Ce système, avec surcompensation de réactif par des condensateurs pour auto-exciter une génératrice asynchrone, est rustique et fonctionne extrêmement bien en petite puissance (quelques kW), de part la tolérance des petites génératrices et le faible coût des condensateurs, mais uniquement avec une vitesse à peu près constante.
Il devient par contre complexe à gérer et coûteux en grosse puissance : trop peu de réactif = pas d'amorçage, trop de réactif = surtensions et claquage des condensateurs ou des bobinages, or l'apport de réactif d'un condensateur dépend de la fréquence, donc en freinage et décélération il faut obligatoirement gérer cela par un automate ou un contrôleur dédié, avec gradins de condensateurs commutés par des contacteurs spéciaux.
Sans gestion, quand l'ensemble ralentit, la fréquence diminue, donc l'apport de réactif aussi, ce qui produit un désamorçage de l'excitation (à moins de gaver de condensateurs, ce qui provoque des surtensions ensuite) : plus de freinage, ça repart en accélération, puis ça se réamorce, etc etc ... avec au final un joli "pompage" ou "yoyo", qui ne fait pas sérieux et fatigue tout le monde, mécanique comprise !
Cerise sur le gâteau, si on laisse le stator connecté sur le ballast jusqu'à une faible vitesse, ou parfois simplement au fil des mois, le magnétisme rémanent du rotor disparaît, et le système ne se réamorcera plus jamais seul ! J'ai ainsi dû "re-magnétiser" il y a quelques mois le rotor d'une génératrice asynchrone, qui était "à plat" après 6 mois d'arrêt. Pour ce faire, un bon coup de 24 Vdc avec deux batteries de voiture en série, sur un des bobinages stator, génératrice évidemment arrêtée, et non alimentée ... Prévoir les lunettes car ça flashe et crache quelques micro gouttelettes de cuivre fondu ! J'utilise pour cela un fil de deux ou trois mètres de 2.5², qui devient vite rouge et fond si on insiste :-) mais qui protège ainsi la génératrice de 25 kW. Et bien sûr pas possible de re-magnétiser en marche, sauf à imaginer une usine à gaz, avec alimentation des bobinages du stator en synchronisme avec la rotation ...

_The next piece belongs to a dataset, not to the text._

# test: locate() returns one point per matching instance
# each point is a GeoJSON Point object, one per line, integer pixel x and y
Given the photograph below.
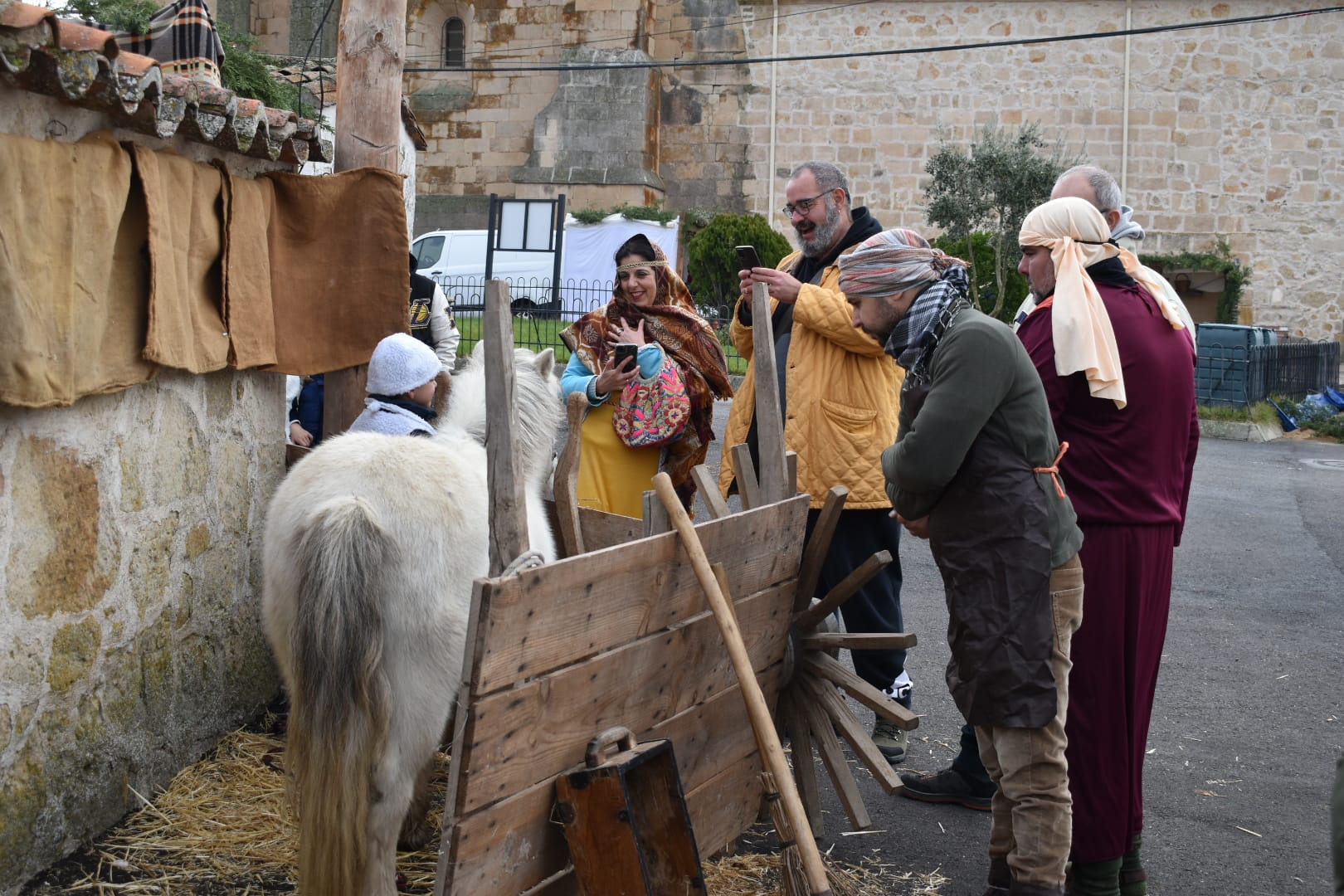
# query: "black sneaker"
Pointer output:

A ma connaissance, ce système génératrice asynchrone/condensateurs/ballast n'est pas utilisé au delà de 25 kW environ. J'ai refait il y a 3 ans une ancienne installation de 25 kW, non reliée au réseau, en remplaçant la platine Leroy Somer (détruite) par un automate, mais le fonctionnement reste capricieux, et un remplacement par un alternateur est prévu à terme. Or on parle ici de 100 ou 200 kW ... donc peut être 150 kVar de batteries de condensateurs !
Sinon, l'idée d'un frein magnétique ou à huile, beaucoup plus simple, a déjà été abordée
ici et là [edit : ce lien a disparu].
Enfin, certaines turbines disposent d'un frein à disque ventilé et plaquettes, type automobile, très progressif et qui arrête la turbine en une dizaine de secondes : simple (trop ?), économique, et facile à régler.